High-tech labs gear teens toward workforce in Wausau

by | Sep 27, 2016 | Stand Up for Public Education Blog | 0 comments

Wausau Daily Herald: Senior Brennen Pozorski learned how to fine tune the new cobalt-blue, manual mills in the Wausau East High School metals lab and was setting them up and leveling their tables a week after classes started this fall.

The 17-year-old likes working with his hands and is thinking about attending Northcentral Technical College, where he already has some credits earned through his high school classes. Pozorski will likely earn more of those credits before graduating and in the process learn how to use the lab’s new computer numerical-controlled — or CNC — mills, which can be programmed to cut things out and drill.

Wausau East and Wausau West high schools have a lot of new equipment and upgraded spaces for technology education. Welding booths, a laser engraver, plasma tables, a maker space, 3-D printers, revived wood and metals labs and a brand-new 9,000-square-foot auto lab all have been added to the schools’ tech-ed department in recent months.

It’s a good time for Wausau high schoolers to get into auto repair, manufacturing, design and other tech-centric electives. And local businesses hope students will be turned on to their industries after exploring them in school.

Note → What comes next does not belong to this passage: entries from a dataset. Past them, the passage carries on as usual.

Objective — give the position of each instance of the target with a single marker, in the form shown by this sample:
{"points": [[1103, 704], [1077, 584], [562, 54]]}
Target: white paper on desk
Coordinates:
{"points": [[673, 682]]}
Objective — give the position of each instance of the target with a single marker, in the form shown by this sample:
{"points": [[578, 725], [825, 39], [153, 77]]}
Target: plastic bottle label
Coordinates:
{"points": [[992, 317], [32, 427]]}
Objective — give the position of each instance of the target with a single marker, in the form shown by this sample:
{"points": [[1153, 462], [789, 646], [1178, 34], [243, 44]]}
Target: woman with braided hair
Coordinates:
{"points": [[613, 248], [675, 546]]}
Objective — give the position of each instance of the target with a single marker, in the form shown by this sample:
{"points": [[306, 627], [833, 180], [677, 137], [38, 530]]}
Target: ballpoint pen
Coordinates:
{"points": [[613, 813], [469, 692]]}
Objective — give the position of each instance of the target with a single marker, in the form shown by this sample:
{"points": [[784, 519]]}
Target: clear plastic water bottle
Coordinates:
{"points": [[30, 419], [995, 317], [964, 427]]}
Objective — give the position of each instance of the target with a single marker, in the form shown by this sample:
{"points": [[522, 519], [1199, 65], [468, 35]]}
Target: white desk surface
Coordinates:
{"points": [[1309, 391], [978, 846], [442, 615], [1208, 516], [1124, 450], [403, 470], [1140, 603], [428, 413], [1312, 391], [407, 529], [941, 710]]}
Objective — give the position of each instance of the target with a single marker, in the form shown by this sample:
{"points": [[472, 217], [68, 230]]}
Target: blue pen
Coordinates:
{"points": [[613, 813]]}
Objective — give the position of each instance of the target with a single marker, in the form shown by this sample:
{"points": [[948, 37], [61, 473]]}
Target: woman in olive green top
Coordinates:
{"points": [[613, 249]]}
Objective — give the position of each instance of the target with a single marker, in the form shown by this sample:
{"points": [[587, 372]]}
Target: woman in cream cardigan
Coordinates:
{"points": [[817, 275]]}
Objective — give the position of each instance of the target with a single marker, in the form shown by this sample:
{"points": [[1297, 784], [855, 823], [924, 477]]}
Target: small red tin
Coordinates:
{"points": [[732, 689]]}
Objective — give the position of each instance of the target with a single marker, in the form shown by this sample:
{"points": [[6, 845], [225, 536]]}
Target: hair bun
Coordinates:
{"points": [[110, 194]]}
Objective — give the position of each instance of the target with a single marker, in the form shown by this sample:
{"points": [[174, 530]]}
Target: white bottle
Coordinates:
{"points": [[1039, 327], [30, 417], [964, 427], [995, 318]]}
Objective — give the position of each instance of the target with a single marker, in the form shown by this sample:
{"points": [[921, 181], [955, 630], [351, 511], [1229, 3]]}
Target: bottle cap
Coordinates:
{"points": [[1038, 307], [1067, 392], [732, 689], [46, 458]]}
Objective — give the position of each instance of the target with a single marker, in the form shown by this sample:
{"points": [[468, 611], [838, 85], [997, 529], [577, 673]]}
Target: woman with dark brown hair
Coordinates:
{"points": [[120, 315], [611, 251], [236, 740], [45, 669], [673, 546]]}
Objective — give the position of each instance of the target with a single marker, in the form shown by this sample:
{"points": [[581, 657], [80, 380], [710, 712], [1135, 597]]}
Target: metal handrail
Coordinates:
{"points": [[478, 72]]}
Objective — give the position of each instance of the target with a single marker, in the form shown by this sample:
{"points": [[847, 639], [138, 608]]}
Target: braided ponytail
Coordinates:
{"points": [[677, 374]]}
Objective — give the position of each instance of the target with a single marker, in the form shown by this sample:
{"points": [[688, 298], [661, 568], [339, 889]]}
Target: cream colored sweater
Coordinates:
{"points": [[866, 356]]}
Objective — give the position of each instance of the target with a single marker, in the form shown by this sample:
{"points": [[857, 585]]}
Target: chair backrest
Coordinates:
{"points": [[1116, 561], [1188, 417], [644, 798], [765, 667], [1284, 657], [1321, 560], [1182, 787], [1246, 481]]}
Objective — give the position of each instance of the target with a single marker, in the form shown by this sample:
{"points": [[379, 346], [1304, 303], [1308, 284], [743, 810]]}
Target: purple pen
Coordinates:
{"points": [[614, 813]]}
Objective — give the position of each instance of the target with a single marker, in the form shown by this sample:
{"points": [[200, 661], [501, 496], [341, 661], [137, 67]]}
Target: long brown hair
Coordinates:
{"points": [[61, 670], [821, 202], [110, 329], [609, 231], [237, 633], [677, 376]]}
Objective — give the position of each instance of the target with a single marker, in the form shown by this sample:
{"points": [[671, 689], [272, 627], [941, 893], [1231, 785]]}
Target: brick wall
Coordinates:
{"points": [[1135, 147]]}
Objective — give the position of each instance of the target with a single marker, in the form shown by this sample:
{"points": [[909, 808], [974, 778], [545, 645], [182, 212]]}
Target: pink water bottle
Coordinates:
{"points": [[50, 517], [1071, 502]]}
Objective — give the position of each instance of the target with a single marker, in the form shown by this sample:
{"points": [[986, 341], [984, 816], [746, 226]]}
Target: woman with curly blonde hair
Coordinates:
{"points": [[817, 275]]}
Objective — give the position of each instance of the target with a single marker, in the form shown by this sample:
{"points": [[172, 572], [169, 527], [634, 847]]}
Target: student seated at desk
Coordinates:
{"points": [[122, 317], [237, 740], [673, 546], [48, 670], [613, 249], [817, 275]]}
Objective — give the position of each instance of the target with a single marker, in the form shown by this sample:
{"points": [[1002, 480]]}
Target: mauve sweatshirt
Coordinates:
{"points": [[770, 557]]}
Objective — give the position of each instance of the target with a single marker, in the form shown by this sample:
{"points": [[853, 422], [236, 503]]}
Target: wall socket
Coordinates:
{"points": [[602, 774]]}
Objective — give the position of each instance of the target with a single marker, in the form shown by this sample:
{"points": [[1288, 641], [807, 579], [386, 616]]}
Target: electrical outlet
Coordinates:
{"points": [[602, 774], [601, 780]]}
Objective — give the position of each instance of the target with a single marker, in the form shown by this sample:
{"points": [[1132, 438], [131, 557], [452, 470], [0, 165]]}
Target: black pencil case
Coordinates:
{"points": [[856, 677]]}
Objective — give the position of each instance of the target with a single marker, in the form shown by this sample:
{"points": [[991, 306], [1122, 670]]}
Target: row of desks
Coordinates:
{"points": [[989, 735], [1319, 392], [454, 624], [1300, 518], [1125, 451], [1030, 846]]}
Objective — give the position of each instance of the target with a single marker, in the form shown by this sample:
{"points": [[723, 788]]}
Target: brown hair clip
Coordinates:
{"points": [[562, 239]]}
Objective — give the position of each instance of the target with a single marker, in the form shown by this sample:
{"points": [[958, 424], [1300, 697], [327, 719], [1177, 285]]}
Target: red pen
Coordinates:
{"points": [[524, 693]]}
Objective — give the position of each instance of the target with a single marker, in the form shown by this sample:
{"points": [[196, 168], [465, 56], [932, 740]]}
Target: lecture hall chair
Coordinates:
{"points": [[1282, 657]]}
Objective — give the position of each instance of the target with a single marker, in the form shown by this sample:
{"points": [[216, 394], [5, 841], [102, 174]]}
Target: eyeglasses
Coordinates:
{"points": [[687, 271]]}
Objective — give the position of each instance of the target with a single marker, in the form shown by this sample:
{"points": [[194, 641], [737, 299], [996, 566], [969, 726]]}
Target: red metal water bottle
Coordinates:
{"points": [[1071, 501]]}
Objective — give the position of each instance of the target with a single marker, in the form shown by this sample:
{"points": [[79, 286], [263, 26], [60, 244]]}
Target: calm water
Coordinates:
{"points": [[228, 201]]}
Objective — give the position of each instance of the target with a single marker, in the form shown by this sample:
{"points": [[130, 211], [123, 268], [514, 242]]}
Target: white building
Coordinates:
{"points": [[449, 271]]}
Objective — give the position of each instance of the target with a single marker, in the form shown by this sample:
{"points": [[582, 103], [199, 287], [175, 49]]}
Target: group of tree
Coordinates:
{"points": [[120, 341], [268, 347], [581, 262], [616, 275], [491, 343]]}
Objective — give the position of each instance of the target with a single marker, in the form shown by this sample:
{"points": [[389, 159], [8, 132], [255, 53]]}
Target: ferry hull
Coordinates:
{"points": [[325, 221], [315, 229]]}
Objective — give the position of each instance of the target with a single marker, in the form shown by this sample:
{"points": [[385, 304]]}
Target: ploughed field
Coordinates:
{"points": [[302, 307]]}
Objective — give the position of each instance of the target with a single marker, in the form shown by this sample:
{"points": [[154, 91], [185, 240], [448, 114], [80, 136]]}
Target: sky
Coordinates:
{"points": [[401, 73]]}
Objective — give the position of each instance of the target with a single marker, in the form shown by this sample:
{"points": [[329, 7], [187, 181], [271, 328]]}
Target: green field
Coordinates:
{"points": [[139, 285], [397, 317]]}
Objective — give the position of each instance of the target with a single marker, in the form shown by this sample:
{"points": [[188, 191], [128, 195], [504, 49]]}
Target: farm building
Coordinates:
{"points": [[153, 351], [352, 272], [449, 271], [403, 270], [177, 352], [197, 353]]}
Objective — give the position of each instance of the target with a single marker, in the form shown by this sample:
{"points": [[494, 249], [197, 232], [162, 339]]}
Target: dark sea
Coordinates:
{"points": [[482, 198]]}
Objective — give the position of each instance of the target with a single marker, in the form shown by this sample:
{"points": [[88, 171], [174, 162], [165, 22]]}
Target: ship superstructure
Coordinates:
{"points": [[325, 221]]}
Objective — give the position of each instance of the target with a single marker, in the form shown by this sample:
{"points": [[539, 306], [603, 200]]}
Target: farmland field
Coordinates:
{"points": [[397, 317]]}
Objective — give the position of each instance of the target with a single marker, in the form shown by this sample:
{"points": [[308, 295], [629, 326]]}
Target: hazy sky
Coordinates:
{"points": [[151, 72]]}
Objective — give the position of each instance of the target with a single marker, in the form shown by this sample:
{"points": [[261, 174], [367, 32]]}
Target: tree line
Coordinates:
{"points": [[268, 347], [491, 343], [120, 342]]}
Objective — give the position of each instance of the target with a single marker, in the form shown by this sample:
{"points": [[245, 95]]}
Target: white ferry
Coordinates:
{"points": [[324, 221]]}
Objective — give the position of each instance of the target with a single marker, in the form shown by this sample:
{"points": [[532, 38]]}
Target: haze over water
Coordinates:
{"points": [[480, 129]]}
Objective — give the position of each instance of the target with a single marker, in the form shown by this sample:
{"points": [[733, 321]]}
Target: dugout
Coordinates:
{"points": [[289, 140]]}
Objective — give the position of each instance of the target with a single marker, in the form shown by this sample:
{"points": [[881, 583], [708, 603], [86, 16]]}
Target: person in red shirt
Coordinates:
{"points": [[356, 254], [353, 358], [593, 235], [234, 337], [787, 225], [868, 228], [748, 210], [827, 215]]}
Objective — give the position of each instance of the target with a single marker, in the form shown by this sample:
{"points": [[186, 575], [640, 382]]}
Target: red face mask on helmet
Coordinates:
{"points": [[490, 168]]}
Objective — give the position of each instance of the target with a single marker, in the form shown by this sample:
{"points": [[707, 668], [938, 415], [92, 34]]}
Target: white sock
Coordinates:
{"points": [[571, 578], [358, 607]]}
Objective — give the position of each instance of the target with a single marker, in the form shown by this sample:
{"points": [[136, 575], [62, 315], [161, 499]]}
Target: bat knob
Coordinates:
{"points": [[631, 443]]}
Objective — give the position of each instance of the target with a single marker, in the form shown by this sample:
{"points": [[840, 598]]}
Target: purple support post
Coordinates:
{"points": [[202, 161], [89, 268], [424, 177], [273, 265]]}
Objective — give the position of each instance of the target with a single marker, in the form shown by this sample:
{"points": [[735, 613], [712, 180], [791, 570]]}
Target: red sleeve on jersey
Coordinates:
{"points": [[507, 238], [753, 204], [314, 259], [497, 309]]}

School district leaders, notably Career and Technical Education Coordinator Jon Winter, worked with businesses in the community to tailor the improvements at the high schools to what manufacturers and other local companies need. Some of those companies chipped in for equipment to help train students in technical-education courses.

“We see that they have a need. We’re trying to fill those pipelines,” Winter said of employers. “We built these facilities for our community.”